For the foregoing reasons, we affirm the decision of the District Court for the Northern District of Ohio granting Appellees’ Motion to Dismiss Coleman’s third complaint as to all defendants.

AFFIRMED.

. On appeal, Coleman does not raise any specific assignment of error regarding the dismissal of his claim against Warden Ralph Coyle.

. The inmate grievance procedure, binding on all prisons in the State of Ohio, requires three steps. First, the inmate must file an informal complaint. Second, he must file a grievance (or a "notification of grievance”). Third, he may then appeal the disposition of the grievance to the Chief Inspector. Ohio Admin. Code § 5120-9-31.

. The first grievance appears to have been timely filed. Coleman asserted in his appeal to the Chief Inspector that he had never received a response to this first grievance, which appears to be true because there is none in the record. Moreover, when returned, his second grievance was addressed to an Anthony Coleman. Coleman speculates this may have happened to the first grievance too, had it been returned at all. Coleman, therefore, claims his second grievance was untimely only because of the incompetence of prison officials surrounding the first.

. Although used as a defense below also, the district court never addressed this argument. The Appellees’ argument is that since Coleman’s second grievance was not timely filed, he cannot be said to have exhausted his administrative remedies. See Wright v. Morris, 111 F.3d 414, 417 n. 3 (6th Cir.1997); Harts-field v. Vidor, 199 F.3d 305, 309 (6th Cir. 1999). Appellees’ argument would likely fail, in light of the evidence that Coleman’s first grievance was timely filed and subsequently lost due to some sort of mishandling by prison officials. However, since we can dismiss Coleman's allegations on other grounds, we need not express an opinion regarding this argument.

. As of the time of appeal, Ralph Coyle is no longer Warden at the Mansfield Correctional Institution.
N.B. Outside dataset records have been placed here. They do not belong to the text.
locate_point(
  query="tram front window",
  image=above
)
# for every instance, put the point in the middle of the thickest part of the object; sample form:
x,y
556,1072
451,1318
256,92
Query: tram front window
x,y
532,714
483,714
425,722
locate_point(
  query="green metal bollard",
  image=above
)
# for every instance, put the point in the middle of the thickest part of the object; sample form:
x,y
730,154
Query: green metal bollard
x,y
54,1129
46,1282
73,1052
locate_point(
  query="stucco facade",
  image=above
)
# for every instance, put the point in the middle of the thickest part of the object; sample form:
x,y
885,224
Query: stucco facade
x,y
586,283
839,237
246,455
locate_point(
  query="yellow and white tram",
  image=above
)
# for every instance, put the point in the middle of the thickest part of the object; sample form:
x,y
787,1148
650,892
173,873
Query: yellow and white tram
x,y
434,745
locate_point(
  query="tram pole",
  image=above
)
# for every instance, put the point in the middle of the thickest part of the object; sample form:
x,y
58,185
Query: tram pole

. Since the dismissal of the causes against Coyle, the ODRC, and the State of Ohio can be affirmed on other grounds, it is unnecessary to address whether these claims were also untimely. Each of these named defendants was properly and successfully served before dismissal of the second complaint, albeit at a time beyond the time limit granted for service under either the Ohio or Federal Rules of Civil Procedure. Accordingly, since these Defendants were served before dismissal, it would appear the Savings Clause would step in to save the claims against them. However, we decline to address this issue and instead affirm the dismissal of these Defendants on the grounds stated in this section.